Tesla makes headlines for revolutionizing the electric vehicle (EV) industry. But behind its slick, speedy cars lies a far more pivotal disruption in battery tech. Tesla‘s strategic investments in better, cheaper, and safer lithium-ion cells continue pushing what‘s possible for sustainable transport.
So how have Tesla‘s prototype batteries from over 15 years ago evolved into the high-capacity cells slated to power next-gen Cybertrucks? Let‘s crack the code on the various battery types Tesla uses across their past, present and future lineup.

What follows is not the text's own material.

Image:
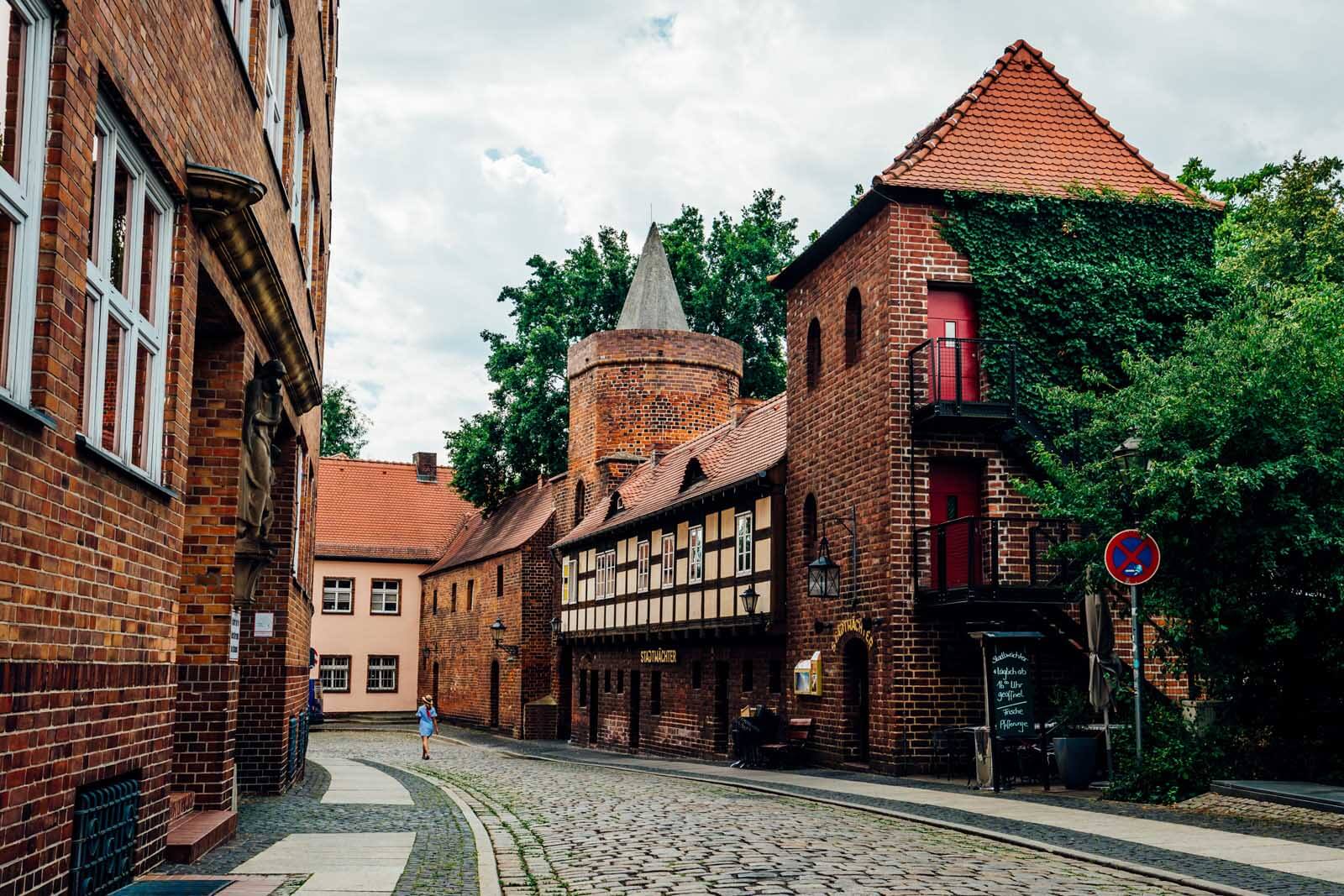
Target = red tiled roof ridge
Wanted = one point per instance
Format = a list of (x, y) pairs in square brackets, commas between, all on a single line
[(937, 130), (508, 527)]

A Birds-Eye View of Tesla‘s Battery History
Before diving into the nitty-gritty details, here‘s a zoomed-out timeline visualization summarizing the key batteries adopted by Tesla over the years and the corresponding cars utilizing them:
[insert interactive timeline visual highlighting major Tesla battery developments from 2008 Roadster to 4680/LFP cells]While this chart simplifies a complex history, it makes a few Tesla battery trends clearly evident:
- Gradual progression to larger, higher-density cell formats unlocking longer range
- Shift from sourcing batteries from Panasonic to direct in-house design
- Pivot toward LFP chemistry without expensive cobalt/nickel
Now let‘s explore each of Tesla‘s four key battery types more closely…

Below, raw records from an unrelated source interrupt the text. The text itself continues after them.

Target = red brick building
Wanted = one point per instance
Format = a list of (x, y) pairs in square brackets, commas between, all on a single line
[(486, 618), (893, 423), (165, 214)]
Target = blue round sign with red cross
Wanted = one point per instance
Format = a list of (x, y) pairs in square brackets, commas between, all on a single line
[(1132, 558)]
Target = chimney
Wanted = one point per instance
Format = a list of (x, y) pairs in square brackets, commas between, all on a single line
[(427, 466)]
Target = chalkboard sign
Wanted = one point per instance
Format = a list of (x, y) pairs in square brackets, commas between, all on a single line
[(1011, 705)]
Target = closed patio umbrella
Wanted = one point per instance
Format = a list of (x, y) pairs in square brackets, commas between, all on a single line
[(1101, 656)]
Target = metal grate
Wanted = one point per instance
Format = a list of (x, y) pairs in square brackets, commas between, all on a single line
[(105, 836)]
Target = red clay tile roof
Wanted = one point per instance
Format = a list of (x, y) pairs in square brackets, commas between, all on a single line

18650 – The OG Tesla Battery
The origins of Tesla batteries go back to the mid 2000‘s when the upstart EV company purchased original 18650 lithium-ion cells made in Asia for its very first vehicle – the 2-seater Tesla Roadster sports car.
18650 Cell Stats:
- 18mm diameter, 65 mm height
- 3.7V nominal voltage
- 2.2 to 3.2 Ah capacity
- Cylindrical form factor
- Commonly used by laptops too!
Powered by nearly 7000 of these off-the-shelf 18650 cells crammed together, the 2008 Roadster boasted an unprecedented 244 miles EPA range – shattering expectations for what was possible with EVs at the time.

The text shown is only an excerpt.